Pourquoi le doxxing doit-il être pris au sérieux ?
Le « doxxing », qui consiste à diffuser les informations d’une personne est une pratique illégale qui expose les victimes. Entre raids numériques et vie réelle, 20 Minutes fait le point sur cette pratique grâce à l’éclairage de Yasmine Buono, fondatrice de l’organisme Net Respect et spécialiste du cyberharcèlement.
Le doxxing, qui consiste à divulguer des informations personnelles sur quelqu’un dans le but de lui nuire, est puni par la loi qui prévoit des peines pouvant aller jusqu’à trois ans de prison et 45.000 euros d’amende. « Quand on publie une liste de noms et de coordonnées permettant d’atteindre des personnes, on est conscient que, potentiellement, certaines personnes passeront à l’acte », juge Yasmine Buono qui estime que les personnes à l’origine de cet appel ne « peuvent ignorer » sa dangerosité.
Pourquoi cette pratique est-elle extrêmement violente ?

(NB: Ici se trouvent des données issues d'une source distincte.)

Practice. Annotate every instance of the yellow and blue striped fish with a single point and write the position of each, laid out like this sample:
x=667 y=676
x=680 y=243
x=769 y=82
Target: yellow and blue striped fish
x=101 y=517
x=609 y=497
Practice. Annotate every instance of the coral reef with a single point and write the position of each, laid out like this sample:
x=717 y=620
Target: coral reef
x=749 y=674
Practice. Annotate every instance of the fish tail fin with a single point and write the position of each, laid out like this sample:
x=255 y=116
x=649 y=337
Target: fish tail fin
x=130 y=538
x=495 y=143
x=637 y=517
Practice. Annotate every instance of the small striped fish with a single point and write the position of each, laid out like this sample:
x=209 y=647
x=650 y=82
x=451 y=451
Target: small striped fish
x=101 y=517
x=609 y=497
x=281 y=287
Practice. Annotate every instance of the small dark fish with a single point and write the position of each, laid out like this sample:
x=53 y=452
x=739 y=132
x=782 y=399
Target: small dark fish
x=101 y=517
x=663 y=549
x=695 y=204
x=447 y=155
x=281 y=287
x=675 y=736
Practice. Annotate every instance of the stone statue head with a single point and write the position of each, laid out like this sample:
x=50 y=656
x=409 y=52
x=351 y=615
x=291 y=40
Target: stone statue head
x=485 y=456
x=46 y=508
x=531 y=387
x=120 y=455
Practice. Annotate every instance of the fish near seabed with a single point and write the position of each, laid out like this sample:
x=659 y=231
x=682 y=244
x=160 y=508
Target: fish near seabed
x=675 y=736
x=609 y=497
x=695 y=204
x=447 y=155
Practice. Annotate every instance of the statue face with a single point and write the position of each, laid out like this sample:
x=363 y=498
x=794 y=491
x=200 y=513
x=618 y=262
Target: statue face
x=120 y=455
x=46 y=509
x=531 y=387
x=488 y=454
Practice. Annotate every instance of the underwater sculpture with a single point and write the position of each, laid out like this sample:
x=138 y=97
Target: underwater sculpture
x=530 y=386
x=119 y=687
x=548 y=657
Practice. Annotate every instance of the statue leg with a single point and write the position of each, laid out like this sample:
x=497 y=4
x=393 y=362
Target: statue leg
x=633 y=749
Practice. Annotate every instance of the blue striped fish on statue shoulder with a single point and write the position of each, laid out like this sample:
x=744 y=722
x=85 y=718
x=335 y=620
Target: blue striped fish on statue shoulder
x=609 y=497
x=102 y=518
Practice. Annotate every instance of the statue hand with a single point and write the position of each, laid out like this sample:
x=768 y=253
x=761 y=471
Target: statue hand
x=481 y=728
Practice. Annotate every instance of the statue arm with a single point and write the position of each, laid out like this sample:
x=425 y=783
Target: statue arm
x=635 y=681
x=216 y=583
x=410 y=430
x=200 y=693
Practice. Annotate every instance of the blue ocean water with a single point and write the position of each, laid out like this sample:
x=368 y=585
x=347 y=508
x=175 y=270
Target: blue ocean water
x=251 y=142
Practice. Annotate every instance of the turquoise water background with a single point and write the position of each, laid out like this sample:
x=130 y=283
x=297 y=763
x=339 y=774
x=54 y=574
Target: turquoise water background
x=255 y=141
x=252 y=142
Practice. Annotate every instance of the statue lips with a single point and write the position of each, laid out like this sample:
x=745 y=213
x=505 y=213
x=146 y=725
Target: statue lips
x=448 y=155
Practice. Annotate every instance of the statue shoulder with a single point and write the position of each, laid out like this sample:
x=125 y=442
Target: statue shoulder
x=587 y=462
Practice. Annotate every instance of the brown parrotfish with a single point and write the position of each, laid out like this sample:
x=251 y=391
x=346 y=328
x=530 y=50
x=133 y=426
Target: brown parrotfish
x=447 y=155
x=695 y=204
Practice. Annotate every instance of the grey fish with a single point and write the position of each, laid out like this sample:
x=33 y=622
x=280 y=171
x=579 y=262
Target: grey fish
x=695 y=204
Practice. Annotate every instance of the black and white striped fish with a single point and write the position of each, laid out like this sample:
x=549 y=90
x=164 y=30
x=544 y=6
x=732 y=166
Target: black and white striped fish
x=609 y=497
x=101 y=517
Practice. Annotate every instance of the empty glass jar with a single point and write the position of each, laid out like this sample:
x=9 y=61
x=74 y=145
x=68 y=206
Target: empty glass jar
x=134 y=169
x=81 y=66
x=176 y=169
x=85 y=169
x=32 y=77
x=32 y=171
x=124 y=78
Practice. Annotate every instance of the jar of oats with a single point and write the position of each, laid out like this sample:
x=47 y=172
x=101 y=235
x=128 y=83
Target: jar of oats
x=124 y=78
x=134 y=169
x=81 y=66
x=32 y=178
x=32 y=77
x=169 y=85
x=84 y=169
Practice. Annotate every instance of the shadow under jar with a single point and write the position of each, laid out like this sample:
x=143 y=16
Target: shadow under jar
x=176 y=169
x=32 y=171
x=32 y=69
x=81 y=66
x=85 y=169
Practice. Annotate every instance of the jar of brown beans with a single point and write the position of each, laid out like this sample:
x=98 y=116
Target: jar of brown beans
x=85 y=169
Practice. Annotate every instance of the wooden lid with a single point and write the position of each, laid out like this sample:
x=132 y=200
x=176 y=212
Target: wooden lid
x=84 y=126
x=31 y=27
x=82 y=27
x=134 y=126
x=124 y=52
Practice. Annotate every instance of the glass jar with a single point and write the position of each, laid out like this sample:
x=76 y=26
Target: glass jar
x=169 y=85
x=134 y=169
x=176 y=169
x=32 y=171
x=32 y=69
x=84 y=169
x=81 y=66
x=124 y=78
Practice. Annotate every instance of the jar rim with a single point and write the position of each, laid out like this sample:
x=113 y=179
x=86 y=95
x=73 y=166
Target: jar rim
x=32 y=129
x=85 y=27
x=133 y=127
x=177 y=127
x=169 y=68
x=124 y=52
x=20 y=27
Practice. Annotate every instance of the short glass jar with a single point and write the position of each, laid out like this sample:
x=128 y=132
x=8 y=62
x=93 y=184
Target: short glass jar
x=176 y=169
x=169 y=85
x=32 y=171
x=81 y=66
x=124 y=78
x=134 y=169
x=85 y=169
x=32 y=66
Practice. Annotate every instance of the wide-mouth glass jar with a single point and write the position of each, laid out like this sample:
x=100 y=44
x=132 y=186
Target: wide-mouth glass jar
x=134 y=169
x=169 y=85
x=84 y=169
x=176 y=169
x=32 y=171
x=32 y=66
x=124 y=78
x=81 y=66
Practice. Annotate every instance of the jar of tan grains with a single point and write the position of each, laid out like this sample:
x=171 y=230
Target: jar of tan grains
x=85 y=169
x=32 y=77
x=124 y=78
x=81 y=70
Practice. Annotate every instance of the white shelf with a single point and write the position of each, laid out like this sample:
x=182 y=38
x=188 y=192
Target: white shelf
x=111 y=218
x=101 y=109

Qui plus est ici, le doxxing s’allie à un appel au meurtre. Qualifiés de « pourritures » et de « vermines en robe noire », les avocats visés doivent être « éliminés » et envoyés « dans un fossé », écrit le site. « C’est la grande majorité des avocats qu’il est nécessaire de neutraliser », gronde Réseau libre en accompagnant leur texte d’une photographie de guillotine. Dans le billet de lundi, l’auteur surnommé Léon appelle à « mettre au pas ce troupeau de connard avec les seules méthodes restantes et que je vous laisse imaginer ».
« Après des appels comme ça, les personnes visées risquent de subir un raid numérique lors duquel elles vont recevoir des insultes, des menaces et des appels au meurtre par centaine », prévient Yasmine Buono. Ce cyberharcèlement, bien connu depuis quelques années, a parfois des conséquences dramatiques. « Les victimes reçoivent un torrent de haine qui peut briser une réputation, une carrière et même une vie », rappelle la spécialiste du cyberharcèlement qui appelle à ne surtout pas « minimiser » la brutalité de ces pratiques.

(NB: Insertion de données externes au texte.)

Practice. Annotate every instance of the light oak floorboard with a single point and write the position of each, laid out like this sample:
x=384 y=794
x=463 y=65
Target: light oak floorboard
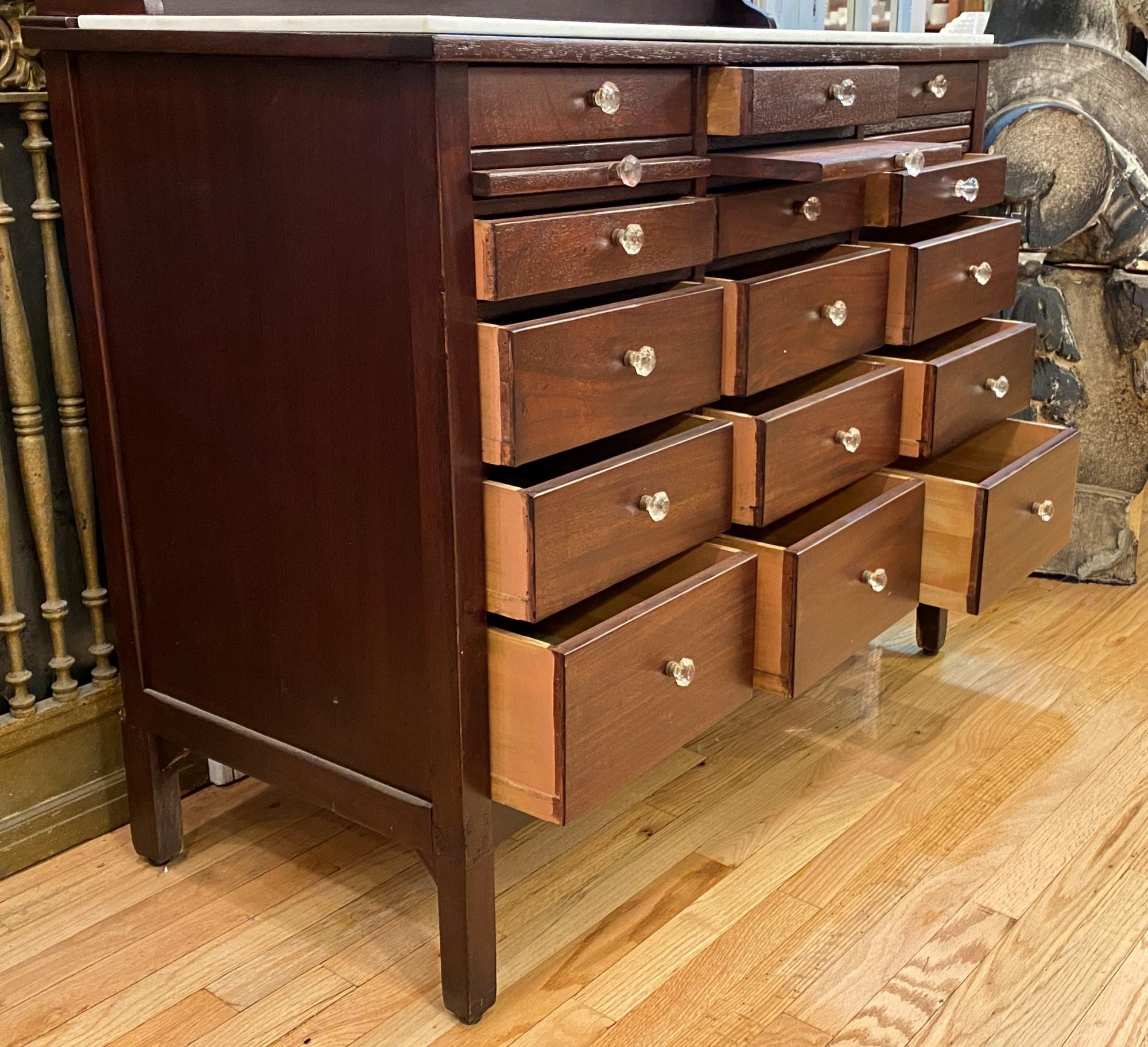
x=918 y=852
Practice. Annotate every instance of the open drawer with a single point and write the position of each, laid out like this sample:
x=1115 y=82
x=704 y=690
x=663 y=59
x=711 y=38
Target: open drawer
x=811 y=437
x=797 y=314
x=959 y=384
x=948 y=273
x=833 y=577
x=997 y=508
x=587 y=701
x=565 y=528
x=949 y=189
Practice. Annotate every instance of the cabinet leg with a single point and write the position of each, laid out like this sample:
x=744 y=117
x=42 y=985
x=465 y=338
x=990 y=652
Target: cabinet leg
x=153 y=797
x=933 y=624
x=467 y=935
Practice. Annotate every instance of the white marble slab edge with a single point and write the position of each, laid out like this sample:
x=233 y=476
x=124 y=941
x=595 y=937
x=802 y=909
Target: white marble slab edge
x=460 y=26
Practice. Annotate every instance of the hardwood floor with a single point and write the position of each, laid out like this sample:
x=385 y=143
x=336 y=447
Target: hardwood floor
x=920 y=852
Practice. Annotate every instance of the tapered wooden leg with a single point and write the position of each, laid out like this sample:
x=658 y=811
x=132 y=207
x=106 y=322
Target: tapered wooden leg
x=153 y=797
x=467 y=936
x=933 y=624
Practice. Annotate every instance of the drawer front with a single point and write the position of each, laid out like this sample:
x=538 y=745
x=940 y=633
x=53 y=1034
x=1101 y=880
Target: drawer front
x=1015 y=540
x=964 y=405
x=761 y=219
x=936 y=192
x=542 y=253
x=528 y=105
x=782 y=331
x=750 y=100
x=937 y=88
x=836 y=611
x=624 y=713
x=561 y=382
x=804 y=461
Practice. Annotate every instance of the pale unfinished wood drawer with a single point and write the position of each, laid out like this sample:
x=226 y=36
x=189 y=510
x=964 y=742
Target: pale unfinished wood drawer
x=959 y=384
x=781 y=317
x=583 y=703
x=948 y=273
x=555 y=382
x=832 y=578
x=986 y=502
x=949 y=189
x=792 y=445
x=762 y=100
x=569 y=526
x=534 y=254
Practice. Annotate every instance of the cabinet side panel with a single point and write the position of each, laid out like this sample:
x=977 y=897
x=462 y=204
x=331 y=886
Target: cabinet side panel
x=253 y=260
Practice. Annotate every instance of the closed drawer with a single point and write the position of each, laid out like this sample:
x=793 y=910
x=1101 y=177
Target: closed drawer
x=987 y=503
x=761 y=100
x=832 y=578
x=949 y=189
x=797 y=314
x=540 y=253
x=530 y=104
x=810 y=438
x=554 y=383
x=947 y=274
x=756 y=220
x=584 y=703
x=937 y=88
x=567 y=528
x=960 y=384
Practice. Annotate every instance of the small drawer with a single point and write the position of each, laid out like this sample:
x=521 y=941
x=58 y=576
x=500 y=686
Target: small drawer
x=567 y=528
x=762 y=100
x=827 y=161
x=626 y=170
x=756 y=220
x=585 y=702
x=937 y=88
x=812 y=437
x=832 y=578
x=947 y=274
x=797 y=314
x=554 y=383
x=960 y=384
x=997 y=508
x=536 y=254
x=949 y=189
x=530 y=104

Régulièrement, des victimes se suicident, démunies face à ce déferlement de violence, comme la jeune Lindsay, âgée de seulement 13 ans lorsqu’elle se suicide en mai 2023. Le cyberharcèlement s’est d’ailleurs poursuivi après sa mort, les parents de l’enfant dénonçant l’horreur des messages qui ont continué à affluer, tels que « t’as bien fait de te suicider » ou « Lindsay enfin morte ». « Cette violence touche toutes les facettes de la vie de la victime et entraîne aussi des dégâts collatéraux dans son sillage comme un parent, un mari ou une femme », explique Yasmine Buono.
Les personnes visées sont-elles en danger physiquement ?

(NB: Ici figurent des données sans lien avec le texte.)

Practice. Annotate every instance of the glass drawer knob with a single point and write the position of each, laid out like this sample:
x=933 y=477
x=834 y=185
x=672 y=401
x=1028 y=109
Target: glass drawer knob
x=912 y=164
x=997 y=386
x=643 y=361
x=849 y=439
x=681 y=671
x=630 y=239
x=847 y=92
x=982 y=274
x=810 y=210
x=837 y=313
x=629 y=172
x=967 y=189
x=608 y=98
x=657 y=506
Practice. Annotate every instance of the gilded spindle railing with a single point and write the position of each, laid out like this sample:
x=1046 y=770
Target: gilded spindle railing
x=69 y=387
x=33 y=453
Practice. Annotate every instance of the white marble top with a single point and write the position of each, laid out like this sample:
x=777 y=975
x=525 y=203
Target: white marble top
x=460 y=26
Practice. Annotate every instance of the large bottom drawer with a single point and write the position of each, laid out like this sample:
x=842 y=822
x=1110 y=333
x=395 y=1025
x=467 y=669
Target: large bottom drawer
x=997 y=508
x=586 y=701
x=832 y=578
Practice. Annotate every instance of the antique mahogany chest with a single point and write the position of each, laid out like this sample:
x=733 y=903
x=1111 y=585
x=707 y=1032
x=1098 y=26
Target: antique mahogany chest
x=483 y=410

« Il n’y a pas de frontière entre le Web et la vie réelle. Ce qui se joue en ligne aura forcément des conséquences hors ligne », prévient Yasmine Buono. La fondatrice de l’organisme Net Respect rapporte le cas de garçons victimes de doxxing qui ont ensuite été attendus et battus à la sortie de leur établissement scolaire. Le doxxing pourrait donc entraîner des violences physiques à l’encontre des victimes, voire de leur proche.
« Les enfants de ces personnalités peuvent aussi être visés par exemple », avertit Yasmine Buono. La spécialiste du cyberharcèlement regrette qu’« aujourd’hui, vos opinions politiques [puissent] vous mettre en danger de mort » et conclut : « au regard de la haine et de la violence dans nos sociétés le risque est très grand. » Reste donc à savoir si les auteurs de ces appels au meurtre seront identifiés et poursuivis alors que le site, hébergé en Russie, se vante d’être hors de portée de la justice française.